Meine Mutter sagte neulich, die Pandemie, das hätten Studien ergeben, treffe vor allem die 30-40jährigen am härtesten, weil sie so ausgebremst werden und ich glaube, das stimmt. Für uns hat sich durch all die Einschränkungen einfach so viel verändert und wir sind nicht mehr so flexibel im Kopf wie unsere Kinder, die die neuen Umstände – zumindest meist – irgendwie hinzunehmen scheinen. Trotzdem geht es natürlich weiter und es steht auch wieder Neues an!

Katharina und ich planen ordentlich Projekte für 2021. Zwei Dinge können wir euch hier vielleicht einfach schon vorab verraten: Wir werden Kolumnistinnen für DBmobil und… haben vor ein paar Tagen tatsächlich einen neuen Buchvertrag unterschrieben…

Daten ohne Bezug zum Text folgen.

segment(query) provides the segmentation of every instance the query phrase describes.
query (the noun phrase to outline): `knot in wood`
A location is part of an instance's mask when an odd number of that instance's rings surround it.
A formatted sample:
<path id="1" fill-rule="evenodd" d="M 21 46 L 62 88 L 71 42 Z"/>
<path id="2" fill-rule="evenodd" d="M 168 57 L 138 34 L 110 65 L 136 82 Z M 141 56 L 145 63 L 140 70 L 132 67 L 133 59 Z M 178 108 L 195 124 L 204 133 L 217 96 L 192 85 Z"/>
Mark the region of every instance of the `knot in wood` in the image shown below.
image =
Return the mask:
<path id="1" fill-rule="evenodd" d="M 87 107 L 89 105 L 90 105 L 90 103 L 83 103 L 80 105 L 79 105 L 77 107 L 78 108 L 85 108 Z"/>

Lustig, was die Erinnerung mit uns macht. Erst jetzt nach dem Schreiben merke ich, dass schon auch ordentlich Highlights dabei waren dieses Jahr. Es fiel einem einfach im Alltag nicht so auf, weil wir alle wie unter einer Käseglocke lebten. Immer mit der diffusen Corona-Angst über uns und beschäftigt mit den Auswirkungen der Pandemie auf unseren Alltag. Es tut gut, sich auch die positiven Dinge nochmal rauszusuchen und sich lieber daran zu erinnern… Kommt gut raus aus 2020!